# Calculating Number of Pixels in Change
In our previous notebooks we augmented our dataset by obtaining the difference of 2 satellite images capturing the same location but different times.
In order to further our understanding of the our dataset we will calculate the number of pixels that actaully have change in them for all of our images, and we will store them in our annotations csv.

This can help us determine the conditions for our models performance in the evaluation phase.

## Import Dependencies

In [None]:
from pathlib import Path
import numpy as np
import pandas as pd
from tqdm.notebook import tqdm
from skimage import io
from multiprocessing import  Pool
from functools import partial
from timeit import default_timer as timer
tqdm.pandas()

## Set Paths

In [None]:
annotations_path = Path('../input/spacenet-7-change-detection-chips-and-masks/annotations.csv')
root_dir = Path('../input/spacenet-7-change-detection-chips-and-masks/chip_dataset/chip_dataset/change_detection')

## Read CSV into Pandas Dataframe

In [None]:
df = pd.read_csv(annotations_path)

In [None]:
df.head()

### Obtain Number of Activated Pixels
The helper function below accepts the path to the mask that we want to extract the number of pixels from. Since the mask if either positive or blank, we can simply calculate the number of pixels by summing the values that return true when they are greater than 0.

In [None]:
def get_number_of_activated_pixels(mask_path,root_dir=root_dir):
    # for optimization purposes,
    # if path has 'blank' in it then number of activated pixels = 0
    if 'blank' in mask_path:
        return 0
    
    path = Path(root_dir/mask_path)
    im = io.imread(path)
    n_activated = (im > 0).sum()
    return n_activated

#### Example Path for Blank Mask

In [None]:
blank_mask_path = df[(df['is_blank'] == 'blank')]['mask_path'].iloc[0]
blank_mask_path

#### Example Path for Non-Blank Mask

In [None]:
non_blank_mask_path = df[(df['is_blank'] != 'blank')]['mask_path'].iloc[0]
non_blank_mask_path

Below we check that the masks obtained are indeed correct.

In [None]:
get_number_of_activated_pixels(blank_mask_path)

In [None]:
get_number_of_activated_pixels(non_blank_mask_path)

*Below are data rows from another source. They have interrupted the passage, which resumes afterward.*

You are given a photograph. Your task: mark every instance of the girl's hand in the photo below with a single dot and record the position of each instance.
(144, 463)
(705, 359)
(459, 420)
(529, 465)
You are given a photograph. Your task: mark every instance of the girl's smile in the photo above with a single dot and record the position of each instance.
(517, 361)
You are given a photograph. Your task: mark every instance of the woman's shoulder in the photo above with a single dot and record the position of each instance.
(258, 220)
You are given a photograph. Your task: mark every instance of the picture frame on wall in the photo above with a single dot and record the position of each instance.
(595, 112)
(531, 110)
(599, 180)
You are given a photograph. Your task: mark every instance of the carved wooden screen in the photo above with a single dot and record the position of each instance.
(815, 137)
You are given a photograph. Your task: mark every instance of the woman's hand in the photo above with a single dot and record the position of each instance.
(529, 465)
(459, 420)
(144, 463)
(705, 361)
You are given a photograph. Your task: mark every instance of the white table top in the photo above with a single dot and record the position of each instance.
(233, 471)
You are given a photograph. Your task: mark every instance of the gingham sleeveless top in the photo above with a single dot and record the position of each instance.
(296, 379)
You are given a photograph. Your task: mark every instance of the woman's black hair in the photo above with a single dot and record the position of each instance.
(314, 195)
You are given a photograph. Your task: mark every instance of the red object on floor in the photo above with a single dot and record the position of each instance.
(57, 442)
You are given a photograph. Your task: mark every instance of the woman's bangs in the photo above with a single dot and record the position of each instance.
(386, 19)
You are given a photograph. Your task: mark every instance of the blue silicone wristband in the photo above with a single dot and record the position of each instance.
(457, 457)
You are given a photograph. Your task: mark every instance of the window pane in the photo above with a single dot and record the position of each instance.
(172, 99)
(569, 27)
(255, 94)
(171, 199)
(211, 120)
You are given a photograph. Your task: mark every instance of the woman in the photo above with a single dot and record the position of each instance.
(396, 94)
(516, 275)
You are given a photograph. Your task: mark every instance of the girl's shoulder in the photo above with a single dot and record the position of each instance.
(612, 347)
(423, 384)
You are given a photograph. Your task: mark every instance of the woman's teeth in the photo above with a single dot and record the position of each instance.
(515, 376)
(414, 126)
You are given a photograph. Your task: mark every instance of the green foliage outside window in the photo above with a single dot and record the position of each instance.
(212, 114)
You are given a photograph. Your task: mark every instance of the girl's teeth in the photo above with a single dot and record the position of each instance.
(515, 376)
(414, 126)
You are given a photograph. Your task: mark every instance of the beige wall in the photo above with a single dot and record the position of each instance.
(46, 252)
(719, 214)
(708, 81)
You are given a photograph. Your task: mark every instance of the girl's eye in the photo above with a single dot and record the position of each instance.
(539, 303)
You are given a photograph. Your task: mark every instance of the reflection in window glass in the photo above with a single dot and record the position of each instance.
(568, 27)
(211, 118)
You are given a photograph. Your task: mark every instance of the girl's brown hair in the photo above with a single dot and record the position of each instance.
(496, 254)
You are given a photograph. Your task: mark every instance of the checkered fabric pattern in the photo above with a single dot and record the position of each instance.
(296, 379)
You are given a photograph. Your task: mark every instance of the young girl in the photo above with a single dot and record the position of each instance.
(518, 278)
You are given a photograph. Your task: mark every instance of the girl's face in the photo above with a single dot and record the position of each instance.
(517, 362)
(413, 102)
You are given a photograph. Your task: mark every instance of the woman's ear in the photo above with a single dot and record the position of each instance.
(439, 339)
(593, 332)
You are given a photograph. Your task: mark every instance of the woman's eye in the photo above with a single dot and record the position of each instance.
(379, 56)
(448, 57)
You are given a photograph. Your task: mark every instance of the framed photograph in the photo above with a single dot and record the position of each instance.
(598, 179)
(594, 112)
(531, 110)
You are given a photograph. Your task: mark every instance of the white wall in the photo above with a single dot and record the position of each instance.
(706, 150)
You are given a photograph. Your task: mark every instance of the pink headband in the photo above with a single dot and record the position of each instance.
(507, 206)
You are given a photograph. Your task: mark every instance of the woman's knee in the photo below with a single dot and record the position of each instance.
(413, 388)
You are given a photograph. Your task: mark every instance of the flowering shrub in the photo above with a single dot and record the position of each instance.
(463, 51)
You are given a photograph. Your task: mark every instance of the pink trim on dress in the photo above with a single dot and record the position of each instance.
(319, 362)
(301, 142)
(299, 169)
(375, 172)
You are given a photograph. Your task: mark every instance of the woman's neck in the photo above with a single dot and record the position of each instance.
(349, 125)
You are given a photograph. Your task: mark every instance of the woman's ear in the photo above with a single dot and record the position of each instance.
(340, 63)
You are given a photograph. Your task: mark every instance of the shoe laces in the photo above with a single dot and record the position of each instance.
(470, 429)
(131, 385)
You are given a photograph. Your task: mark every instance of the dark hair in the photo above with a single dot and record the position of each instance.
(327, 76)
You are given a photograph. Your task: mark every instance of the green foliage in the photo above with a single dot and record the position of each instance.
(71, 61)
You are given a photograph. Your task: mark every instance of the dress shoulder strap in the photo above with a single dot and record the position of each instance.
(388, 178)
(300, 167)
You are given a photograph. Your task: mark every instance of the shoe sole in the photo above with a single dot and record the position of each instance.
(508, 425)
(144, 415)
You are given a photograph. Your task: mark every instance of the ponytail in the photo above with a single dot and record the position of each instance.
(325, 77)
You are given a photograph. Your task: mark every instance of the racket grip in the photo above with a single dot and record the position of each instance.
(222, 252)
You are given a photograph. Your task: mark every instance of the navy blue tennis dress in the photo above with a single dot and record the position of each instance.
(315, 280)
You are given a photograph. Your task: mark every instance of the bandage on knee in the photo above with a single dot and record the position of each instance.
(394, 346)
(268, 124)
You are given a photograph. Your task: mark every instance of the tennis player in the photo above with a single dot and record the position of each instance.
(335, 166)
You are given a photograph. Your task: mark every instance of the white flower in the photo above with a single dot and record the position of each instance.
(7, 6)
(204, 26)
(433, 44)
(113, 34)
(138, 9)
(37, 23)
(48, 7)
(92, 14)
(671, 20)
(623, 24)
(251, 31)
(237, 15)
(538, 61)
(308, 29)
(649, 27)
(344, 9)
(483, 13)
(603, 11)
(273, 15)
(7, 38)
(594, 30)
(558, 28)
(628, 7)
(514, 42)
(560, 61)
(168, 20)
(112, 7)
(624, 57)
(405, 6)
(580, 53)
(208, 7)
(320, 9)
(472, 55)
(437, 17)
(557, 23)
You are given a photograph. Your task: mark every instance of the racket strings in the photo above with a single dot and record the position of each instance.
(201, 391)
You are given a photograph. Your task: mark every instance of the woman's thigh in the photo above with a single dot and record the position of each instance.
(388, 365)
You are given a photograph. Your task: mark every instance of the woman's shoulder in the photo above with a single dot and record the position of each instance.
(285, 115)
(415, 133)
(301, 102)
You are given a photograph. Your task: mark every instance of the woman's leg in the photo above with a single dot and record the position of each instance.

Let's check how long it takes to process 10000 images by using the python timeit module imported earlier. We wil time how long it takes to read the non-blank images as they are more cpu intensive.

In [None]:
test_df = df[df['is_blank'] != 'blank']['mask_path'][0:10000]

In [None]:
start = timer()
test = test_df.map(get_number_of_activated_pixels)
end = timer()
print(end - start) # Time in seconds

In [None]:
len(df)

Our time is not too great. It took us more than 100 seconds to process 10000 images, we have a total of more than 3 million images.
Let's make our programme faster by parellelizing our programe with the helper functions below.

In [None]:
def parallelize(data, func, num_of_processes=8):
    data_split = np.array_split(data, num_of_processes)
    pool = Pool(num_of_processes)
    data = pd.concat(pool.map(func, data_split))
    pool.close()
    pool.join()
    return data

def run_on_subset(func, data_subset):
    return data_subset.map(func)

def parallelize_on_rows(data, func, num_of_processes=8):
    return parallelize(data, partial(run_on_subset, func), num_of_processes)

Let's compare the time taken to process the same 10000 images.

In [None]:
start = timer()
test = parallelize_on_rows(test_df, get_number_of_activated_pixels);
end = timer()
print(end - start)

Great!!

That's over a 20 times increase in performance, and the gap in performance will only widen as we increase the number of images we are processing.

## Obtaining the number of pixels for all the rows
Below we use the function we created earlier to extract the number of pixels containing change from each image in the dataset.

In [None]:
df['n_change_pix'] = parallelize_on_rows(df['mask_path'], get_number_of_activated_pixels);

## Creating Time Periods
Below we will create columns for the time periods that each image was caputered in. This will be helpful later on in case we need to calculate time based statistics. 
`period_1` and `period_2` are the dates in which the first image and second image were captured respectively.

In [None]:
df['period_1'] = df.progress_apply(lambda x: pd.Period(year=x['year1'],month=x['month1'],freq='M'),axis=1)

In [None]:
df['period_2'] = df.progress_apply(lambda x: pd.Period(year=x['year2'],month=x['month2'],freq='M'),axis=1)

In [None]:
df.head()

## Calculating the Number of Months Apart for Each Image Couple
Below we will loop over the entire dataframe and use the time periods that we created earlier in order to calculate the number of months that the images are apart.

In [None]:
df['month_diff'] = df.progress_apply(lambda x: abs((x['period_1']-x['period_2']).n), axis=1)

## Saving the Output Dataframe as a CSV

In [None]:
df.to_csv('annotations.csv',index=False)